‘This is the first time, to the best of my knowledge, that a computer program predicts a synthesis, you go to the lab and – boom! – it works.’ This is Bartosz Grzybowski from the Ulsan National Institute of Science and Technology, South Korea and the Polish Academy of Sciences talking about his retrosynthetic tool Chematica. The software, which has been laboriously programmed with 50,000 chemical rules and can evaluate thousands of potential routes, has proven that it can design practical syntheses for eight compounds that provide a tough synthesis challenge.

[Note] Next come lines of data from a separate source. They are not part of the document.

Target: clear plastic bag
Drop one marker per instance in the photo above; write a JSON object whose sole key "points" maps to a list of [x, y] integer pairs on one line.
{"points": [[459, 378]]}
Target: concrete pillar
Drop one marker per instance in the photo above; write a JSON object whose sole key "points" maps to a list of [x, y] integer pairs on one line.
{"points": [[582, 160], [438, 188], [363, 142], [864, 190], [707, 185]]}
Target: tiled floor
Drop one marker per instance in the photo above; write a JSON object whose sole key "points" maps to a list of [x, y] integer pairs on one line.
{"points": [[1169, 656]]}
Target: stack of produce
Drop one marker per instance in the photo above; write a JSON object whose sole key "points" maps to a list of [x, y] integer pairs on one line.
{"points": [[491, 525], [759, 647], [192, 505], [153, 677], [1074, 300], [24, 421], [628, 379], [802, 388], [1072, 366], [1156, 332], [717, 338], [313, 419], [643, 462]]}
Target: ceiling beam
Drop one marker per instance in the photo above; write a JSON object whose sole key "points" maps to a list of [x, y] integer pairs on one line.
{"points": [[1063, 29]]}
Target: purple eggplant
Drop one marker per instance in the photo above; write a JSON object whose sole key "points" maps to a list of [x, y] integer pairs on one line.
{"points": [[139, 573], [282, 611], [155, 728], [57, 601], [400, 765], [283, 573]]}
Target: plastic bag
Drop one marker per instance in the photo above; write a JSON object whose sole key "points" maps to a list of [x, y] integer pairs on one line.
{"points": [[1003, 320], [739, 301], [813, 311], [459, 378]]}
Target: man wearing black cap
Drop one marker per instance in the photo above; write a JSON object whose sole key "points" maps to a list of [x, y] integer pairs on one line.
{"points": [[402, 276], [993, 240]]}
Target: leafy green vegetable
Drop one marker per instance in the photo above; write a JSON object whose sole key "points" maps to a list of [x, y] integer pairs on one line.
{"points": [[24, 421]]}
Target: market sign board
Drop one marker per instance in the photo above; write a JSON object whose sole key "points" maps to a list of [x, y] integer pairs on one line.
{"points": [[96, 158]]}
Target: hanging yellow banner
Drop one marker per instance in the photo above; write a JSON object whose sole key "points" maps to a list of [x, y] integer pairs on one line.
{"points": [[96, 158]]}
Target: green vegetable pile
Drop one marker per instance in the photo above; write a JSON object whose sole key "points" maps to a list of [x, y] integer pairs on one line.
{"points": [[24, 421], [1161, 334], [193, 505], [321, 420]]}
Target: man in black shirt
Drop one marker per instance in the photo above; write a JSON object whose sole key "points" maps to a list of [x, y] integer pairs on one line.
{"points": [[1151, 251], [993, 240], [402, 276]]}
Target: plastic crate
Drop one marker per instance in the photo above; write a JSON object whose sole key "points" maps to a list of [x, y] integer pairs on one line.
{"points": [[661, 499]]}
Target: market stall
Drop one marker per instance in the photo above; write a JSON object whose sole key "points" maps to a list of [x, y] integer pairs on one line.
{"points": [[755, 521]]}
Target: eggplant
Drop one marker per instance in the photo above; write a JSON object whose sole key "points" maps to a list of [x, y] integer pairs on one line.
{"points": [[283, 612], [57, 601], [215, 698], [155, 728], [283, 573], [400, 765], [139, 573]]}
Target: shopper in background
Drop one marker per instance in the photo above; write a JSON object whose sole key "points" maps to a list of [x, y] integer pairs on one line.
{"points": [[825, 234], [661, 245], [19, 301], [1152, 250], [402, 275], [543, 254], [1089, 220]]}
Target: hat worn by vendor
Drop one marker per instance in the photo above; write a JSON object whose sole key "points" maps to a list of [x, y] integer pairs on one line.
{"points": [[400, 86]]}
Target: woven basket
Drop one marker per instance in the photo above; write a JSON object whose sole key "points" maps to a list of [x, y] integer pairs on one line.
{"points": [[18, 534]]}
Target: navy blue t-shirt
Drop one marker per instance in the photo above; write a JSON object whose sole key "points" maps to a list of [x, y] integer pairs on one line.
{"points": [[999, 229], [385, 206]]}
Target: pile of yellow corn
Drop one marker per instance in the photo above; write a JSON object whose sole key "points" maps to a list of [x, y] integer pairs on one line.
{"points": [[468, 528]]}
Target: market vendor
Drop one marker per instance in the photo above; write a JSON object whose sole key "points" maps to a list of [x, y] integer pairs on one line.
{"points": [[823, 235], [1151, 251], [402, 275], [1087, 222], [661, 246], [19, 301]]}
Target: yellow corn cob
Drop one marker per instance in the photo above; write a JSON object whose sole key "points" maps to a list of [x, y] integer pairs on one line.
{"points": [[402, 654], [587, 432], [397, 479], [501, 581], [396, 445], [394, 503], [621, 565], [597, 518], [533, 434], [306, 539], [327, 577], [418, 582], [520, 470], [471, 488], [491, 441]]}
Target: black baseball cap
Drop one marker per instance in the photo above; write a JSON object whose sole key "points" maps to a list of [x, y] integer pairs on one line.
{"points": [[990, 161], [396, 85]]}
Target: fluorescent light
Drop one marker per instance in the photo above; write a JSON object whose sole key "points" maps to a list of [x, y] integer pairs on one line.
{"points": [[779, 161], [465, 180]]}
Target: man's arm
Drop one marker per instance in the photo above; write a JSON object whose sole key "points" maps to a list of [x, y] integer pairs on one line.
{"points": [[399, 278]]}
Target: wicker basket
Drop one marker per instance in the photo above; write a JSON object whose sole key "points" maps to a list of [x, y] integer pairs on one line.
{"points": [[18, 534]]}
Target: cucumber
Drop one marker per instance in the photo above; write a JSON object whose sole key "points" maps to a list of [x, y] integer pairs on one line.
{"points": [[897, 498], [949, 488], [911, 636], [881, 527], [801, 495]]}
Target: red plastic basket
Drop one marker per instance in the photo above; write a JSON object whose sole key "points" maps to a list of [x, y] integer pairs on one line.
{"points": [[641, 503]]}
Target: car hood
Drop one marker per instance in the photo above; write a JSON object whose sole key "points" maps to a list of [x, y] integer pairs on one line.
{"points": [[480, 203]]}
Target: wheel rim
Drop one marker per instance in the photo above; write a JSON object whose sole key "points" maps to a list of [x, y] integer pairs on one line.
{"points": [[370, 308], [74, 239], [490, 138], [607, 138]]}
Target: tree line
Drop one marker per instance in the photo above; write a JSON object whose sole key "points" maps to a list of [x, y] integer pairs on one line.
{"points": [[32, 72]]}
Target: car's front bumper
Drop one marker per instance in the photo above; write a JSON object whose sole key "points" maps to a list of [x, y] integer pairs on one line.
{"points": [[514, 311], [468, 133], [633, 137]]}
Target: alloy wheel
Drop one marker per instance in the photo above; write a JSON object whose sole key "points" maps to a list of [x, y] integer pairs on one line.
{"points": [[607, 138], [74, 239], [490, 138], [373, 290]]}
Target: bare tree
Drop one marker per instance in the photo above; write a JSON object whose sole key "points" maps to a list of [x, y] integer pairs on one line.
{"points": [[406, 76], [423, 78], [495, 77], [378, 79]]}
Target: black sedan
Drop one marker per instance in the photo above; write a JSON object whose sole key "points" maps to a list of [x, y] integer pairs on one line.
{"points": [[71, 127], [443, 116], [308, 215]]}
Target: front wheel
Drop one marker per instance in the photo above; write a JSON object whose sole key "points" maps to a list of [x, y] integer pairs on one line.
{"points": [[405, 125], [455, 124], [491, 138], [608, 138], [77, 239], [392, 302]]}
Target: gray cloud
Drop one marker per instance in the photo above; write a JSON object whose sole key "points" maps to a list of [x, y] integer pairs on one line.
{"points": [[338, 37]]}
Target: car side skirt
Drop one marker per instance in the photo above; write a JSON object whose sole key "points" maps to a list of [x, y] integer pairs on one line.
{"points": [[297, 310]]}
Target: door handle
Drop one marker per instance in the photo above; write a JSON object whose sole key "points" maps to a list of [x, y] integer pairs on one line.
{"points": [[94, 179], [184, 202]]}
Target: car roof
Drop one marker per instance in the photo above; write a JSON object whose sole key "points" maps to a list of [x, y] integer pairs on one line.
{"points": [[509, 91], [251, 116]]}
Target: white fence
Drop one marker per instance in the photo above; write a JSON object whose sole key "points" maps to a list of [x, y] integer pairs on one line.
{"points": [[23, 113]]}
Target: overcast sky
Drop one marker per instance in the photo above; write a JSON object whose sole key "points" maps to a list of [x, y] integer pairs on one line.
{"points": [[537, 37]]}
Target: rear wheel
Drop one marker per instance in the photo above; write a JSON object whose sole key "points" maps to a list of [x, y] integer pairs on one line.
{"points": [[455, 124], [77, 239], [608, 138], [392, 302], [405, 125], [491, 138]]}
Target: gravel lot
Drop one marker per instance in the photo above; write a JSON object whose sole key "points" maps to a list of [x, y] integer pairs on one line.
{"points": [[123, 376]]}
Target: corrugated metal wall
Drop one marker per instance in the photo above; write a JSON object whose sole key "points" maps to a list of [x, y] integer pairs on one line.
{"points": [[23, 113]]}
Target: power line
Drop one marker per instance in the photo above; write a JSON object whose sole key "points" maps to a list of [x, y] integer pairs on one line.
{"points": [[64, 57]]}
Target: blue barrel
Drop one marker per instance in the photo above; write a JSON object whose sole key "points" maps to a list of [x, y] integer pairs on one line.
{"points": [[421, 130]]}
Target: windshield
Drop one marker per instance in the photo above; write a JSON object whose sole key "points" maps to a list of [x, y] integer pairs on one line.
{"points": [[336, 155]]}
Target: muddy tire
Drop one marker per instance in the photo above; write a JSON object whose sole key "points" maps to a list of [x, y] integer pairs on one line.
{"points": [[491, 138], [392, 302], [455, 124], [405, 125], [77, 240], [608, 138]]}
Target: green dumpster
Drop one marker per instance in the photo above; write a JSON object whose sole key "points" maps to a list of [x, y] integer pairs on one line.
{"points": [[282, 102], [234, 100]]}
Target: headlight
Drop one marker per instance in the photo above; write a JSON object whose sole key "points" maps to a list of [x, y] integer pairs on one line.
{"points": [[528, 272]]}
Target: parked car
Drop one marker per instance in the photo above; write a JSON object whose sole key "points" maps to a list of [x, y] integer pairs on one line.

The first time I heard about Chematica, I was a little bit in disbelief, but also really excited
Sarah Trice, MilliporeSigma
‘The first time I heard about Chematica, I was a little bit in disbelief, but also really excited, because [it could] change all of chemistry,’ says Sarah Trice, who works in cheminformatics technologies at MilliporeSigma, US, the company that recently bought Chematica. Trice and Grzybowski led the study together with Milan Mrksich from Northwestern University, US. ‘For me it represented a huge shift in how organic chemistry would be approached,’ adds Trice.
Usually, chemists rely on their experience and knowledge – their chemical intuition – to come up with a reaction sequence that builds a large molecule out of smaller building blocks. They must also take into account restrictions such as functional groups incompatible with certain reactions.
Doing retrosynthesis, Grzybowski explains, is like playing chess: there are a number of basic moves. During a game, each move opens up a new branch to a different outcome. But in organic synthesis ‘the number of basic moves – basic reaction types – is just ginormous, in the tens of thousands’, he says. After each synthetic step around 100 possible next steps become available, meaning the longer a route is the more dazzling the number of possibilities becomes.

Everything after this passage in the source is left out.